Potential Malware-Like Behavior

While no definitive conclusions can be drawn without vibrant analysis, numerous observed habits align with recognized spyware and malware patterns:

– The app uses reflection and UI overlays, which could facilitate unauthorized screen capture or phishing attacks. – SIM card details, serial numbers, and other device-specific data are aggregated for unidentified purposes. – The app executes country-based gain access to constraints and «risk-device» detection, suggesting possible surveillance systems. – The app executes calls to fill Dex modules, where additional code is packed from files with a.so extension at runtime. – The.so submits themselves turn around and make to dlopen(), which can be utilized to pack additional.so files. This facility is not generally examined by Google Play Protect and other fixed analysis services. – The.so files can be carried out in native code, such as C++. Using native code includes a layer of intricacy to the analysis procedure and obscures the full extent of the app’s abilities. Moreover, native code can be leveraged to more quickly intensify advantages, potentially exploiting vulnerabilities within the os or device hardware.

Remarks

While data collection prevails in contemporary applications for debugging and improving user experience, aggressive fingerprinting raises significant personal privacy concerns. The DeepSeek app needs users to visit with a legitimate email, which need to already offer enough authentication. There is no valid factor for the app to aggressively gather and transmit distinct device identifiers, IMEI numbers, SIM card details, and other non-resettable system properties.

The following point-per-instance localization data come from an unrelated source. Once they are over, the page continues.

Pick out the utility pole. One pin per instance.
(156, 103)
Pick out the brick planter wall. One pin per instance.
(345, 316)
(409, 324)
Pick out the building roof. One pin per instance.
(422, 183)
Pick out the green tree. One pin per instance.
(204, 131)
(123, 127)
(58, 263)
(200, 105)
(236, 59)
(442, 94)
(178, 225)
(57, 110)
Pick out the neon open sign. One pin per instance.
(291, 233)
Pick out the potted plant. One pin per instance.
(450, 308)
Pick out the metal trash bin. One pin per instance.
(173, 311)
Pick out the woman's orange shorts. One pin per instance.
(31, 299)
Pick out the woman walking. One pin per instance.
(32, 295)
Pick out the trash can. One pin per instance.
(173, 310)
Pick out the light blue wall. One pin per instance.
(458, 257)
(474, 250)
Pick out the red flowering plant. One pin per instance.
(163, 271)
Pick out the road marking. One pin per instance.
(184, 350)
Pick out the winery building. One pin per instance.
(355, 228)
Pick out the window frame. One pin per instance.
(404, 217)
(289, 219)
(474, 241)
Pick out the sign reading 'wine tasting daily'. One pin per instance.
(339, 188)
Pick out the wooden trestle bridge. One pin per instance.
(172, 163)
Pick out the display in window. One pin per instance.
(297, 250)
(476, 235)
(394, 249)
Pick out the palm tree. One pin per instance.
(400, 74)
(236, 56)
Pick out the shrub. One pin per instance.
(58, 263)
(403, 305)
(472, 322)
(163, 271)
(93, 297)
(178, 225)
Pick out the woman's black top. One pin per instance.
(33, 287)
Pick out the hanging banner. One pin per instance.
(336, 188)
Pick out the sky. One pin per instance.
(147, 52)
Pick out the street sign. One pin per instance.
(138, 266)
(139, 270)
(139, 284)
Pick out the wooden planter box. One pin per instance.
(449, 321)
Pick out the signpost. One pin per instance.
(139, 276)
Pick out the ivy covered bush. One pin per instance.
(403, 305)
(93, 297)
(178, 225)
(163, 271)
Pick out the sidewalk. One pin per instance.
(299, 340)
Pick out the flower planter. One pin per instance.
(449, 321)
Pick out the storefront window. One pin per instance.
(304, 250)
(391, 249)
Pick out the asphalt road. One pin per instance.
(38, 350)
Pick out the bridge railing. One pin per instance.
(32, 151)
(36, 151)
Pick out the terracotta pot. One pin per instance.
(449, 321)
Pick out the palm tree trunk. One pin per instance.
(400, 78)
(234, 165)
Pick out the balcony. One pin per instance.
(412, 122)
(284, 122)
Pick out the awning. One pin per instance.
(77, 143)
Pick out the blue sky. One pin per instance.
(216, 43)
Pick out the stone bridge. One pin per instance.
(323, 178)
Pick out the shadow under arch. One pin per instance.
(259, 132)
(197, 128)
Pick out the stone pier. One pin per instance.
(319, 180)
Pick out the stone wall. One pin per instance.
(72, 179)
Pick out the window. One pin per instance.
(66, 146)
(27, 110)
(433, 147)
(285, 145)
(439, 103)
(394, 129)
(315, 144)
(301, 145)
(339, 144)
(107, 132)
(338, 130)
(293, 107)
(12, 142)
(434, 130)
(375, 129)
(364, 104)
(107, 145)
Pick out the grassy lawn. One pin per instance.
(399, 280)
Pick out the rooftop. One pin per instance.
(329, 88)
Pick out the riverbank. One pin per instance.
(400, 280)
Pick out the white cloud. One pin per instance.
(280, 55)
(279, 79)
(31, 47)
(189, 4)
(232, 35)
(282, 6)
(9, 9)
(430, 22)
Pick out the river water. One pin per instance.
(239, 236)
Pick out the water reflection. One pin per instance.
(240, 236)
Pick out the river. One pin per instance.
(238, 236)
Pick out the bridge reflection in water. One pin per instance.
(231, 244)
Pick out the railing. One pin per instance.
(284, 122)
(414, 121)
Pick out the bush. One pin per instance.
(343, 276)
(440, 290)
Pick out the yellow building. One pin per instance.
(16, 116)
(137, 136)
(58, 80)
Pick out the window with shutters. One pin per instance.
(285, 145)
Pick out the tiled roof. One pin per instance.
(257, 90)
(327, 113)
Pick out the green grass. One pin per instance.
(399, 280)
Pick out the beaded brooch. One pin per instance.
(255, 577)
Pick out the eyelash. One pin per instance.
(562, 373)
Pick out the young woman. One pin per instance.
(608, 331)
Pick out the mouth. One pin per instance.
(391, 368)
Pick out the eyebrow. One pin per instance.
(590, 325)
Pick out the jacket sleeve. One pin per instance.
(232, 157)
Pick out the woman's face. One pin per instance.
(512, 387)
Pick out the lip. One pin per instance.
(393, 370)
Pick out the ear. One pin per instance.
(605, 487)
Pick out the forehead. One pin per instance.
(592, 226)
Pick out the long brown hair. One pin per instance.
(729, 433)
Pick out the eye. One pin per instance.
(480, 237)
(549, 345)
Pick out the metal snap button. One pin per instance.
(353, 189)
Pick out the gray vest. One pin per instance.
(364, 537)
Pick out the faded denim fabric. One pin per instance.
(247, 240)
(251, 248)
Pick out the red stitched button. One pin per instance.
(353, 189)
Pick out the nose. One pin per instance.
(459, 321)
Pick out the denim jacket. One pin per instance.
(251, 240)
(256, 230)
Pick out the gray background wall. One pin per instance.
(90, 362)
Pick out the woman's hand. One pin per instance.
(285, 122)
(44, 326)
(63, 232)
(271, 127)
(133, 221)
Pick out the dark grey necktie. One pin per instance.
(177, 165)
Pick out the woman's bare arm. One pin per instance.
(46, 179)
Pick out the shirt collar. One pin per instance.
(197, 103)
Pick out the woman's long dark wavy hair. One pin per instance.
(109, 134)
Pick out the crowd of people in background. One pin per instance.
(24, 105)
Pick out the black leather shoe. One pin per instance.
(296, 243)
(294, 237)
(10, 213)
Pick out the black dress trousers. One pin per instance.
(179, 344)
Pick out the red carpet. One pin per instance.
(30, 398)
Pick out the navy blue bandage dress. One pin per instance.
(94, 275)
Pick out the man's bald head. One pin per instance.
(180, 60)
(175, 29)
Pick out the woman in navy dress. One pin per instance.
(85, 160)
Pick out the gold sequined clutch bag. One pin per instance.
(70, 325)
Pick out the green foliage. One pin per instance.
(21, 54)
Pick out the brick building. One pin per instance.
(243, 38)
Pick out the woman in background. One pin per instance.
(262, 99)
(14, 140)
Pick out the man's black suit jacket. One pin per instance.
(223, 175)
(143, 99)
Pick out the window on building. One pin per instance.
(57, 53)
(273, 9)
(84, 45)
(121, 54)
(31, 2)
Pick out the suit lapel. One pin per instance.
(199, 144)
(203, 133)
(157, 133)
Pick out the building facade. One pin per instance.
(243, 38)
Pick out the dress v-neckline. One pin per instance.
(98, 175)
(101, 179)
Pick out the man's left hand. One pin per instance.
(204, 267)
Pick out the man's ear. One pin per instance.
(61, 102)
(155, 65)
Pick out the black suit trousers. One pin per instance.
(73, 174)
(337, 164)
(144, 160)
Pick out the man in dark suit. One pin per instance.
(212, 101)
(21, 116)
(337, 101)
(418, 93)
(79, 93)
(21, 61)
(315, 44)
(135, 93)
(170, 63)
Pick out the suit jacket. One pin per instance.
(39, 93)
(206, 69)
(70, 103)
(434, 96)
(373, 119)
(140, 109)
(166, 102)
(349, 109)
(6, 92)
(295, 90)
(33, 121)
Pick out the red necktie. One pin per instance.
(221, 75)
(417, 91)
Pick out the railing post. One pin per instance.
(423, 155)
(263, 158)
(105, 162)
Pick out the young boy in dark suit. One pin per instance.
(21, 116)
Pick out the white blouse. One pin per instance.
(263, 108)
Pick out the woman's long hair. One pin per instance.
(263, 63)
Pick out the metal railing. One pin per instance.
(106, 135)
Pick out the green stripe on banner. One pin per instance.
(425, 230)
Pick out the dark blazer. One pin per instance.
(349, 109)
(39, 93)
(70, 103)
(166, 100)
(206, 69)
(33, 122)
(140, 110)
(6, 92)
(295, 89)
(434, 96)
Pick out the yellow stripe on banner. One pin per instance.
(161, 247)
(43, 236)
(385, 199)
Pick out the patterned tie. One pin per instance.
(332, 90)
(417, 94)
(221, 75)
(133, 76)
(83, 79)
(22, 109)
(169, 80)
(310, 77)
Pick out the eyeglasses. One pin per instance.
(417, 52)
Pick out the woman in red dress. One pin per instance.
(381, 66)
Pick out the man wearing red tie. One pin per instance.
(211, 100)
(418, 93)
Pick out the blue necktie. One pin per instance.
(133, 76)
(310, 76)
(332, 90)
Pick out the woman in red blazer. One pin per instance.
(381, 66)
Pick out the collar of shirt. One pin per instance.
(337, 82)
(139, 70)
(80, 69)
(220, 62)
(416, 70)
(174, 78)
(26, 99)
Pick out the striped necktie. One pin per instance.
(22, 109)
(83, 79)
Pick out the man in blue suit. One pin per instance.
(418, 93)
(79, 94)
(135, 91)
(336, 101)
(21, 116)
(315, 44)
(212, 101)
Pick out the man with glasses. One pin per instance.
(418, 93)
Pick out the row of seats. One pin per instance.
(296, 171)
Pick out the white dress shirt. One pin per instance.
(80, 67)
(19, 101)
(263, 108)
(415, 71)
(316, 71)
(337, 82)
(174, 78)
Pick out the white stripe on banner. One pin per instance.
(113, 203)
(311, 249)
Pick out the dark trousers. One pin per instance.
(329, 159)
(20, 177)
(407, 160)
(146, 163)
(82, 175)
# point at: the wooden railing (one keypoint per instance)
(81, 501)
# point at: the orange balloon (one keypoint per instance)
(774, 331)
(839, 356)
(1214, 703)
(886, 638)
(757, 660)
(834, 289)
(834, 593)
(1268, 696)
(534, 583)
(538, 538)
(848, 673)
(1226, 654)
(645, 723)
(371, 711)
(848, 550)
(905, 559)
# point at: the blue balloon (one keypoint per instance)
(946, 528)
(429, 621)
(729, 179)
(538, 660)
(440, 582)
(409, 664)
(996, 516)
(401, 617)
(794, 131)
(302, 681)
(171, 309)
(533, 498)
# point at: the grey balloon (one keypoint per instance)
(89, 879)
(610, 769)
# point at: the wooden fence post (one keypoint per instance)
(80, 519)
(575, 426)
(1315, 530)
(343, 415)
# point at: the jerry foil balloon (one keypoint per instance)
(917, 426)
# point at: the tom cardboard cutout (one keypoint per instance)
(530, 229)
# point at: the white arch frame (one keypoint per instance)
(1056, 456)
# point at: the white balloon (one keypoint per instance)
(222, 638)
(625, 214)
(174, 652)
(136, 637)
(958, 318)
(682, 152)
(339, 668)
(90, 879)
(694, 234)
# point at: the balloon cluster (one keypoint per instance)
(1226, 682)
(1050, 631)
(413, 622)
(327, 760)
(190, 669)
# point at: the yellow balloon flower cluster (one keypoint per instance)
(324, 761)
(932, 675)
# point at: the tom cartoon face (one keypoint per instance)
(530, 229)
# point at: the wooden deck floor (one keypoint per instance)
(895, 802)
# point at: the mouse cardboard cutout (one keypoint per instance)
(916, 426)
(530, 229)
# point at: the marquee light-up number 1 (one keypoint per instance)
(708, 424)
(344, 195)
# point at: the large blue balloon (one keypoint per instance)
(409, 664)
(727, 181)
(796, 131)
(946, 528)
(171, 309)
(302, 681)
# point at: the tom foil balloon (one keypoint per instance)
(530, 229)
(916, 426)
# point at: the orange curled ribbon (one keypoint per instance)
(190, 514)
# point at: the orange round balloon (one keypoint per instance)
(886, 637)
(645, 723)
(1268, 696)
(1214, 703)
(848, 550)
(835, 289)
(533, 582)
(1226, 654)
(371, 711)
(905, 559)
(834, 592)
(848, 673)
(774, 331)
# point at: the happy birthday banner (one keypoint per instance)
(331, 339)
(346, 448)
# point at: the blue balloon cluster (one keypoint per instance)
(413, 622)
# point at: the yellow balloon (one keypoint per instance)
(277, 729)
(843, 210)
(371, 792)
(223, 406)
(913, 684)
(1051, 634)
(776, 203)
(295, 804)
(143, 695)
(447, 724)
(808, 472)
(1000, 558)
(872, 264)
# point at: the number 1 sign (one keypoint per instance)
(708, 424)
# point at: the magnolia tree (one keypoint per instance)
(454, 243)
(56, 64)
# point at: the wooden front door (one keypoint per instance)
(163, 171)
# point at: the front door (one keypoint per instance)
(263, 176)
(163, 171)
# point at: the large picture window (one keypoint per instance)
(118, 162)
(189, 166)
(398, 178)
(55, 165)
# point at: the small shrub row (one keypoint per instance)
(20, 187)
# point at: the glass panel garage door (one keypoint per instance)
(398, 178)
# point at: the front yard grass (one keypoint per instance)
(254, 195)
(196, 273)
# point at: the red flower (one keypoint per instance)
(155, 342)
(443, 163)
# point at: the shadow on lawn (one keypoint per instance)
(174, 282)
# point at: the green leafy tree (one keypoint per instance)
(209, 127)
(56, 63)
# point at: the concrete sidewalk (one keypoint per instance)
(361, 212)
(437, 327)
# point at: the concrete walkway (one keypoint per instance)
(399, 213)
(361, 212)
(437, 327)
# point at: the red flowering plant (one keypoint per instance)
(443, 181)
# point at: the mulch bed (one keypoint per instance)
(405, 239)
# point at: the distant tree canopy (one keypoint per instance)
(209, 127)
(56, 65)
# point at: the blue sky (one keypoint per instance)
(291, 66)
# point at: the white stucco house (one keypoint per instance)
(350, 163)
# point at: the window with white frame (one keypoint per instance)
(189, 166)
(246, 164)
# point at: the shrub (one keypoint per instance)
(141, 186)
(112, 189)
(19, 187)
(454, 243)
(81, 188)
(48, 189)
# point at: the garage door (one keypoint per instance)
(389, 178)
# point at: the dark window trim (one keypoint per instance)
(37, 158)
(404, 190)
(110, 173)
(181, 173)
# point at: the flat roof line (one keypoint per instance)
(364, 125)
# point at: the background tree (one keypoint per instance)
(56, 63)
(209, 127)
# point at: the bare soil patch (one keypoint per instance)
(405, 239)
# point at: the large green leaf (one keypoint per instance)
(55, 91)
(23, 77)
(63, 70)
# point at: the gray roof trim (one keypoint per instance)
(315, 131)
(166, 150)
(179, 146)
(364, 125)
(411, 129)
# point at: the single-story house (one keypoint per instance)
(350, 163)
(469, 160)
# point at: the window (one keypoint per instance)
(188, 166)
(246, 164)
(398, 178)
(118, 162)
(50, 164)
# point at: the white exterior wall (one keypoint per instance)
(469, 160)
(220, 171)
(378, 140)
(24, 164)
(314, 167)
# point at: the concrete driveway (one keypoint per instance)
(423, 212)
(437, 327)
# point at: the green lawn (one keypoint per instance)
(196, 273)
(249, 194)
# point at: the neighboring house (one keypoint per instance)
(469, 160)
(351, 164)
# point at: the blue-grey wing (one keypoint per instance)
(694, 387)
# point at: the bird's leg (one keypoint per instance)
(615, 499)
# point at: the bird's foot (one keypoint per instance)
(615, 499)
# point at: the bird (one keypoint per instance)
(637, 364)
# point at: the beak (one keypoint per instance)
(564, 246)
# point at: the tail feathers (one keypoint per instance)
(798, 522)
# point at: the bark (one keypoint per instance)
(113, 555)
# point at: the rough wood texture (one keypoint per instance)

The level of tracking observed here goes beyond common analytics practices, possibly enabling relentless user tracking and re-identification throughout gadgets. These behaviors, integrated with obfuscation techniques and network interaction with third-party tracking services, call for a greater level of scrutiny from security scientists and users alike.

The work of runtime code filling as well as the bundling of native code recommends that the app could permit the deployment and execution of unreviewed, remotely delivered code. This is a serious prospective attack vector. No proof in this report exists that remotely deployed code execution is being done, just that the center for this appears present.

Additionally, the app’s technique to finding rooted gadgets appears extreme for an AI chatbot. Root detection is typically justified in DRM-protected streaming services, where security and content defense are crucial, or in competitive video games to prevent unfaithful. However, there is no clear rationale for such strict procedures in an application of this nature, raising more questions about its intent.

Users and organizations thinking about installing DeepSeek should be conscious of these potential risks. If this application is being used within an enterprise or government environment, additional vetting and security controls ought to be enforced before permitting its release on handled gadgets.

Disclaimer: The analysis presented in this report is based on static code evaluation and does not imply that all discovered functions are actively utilized. Further examination is required for conclusive conclusions.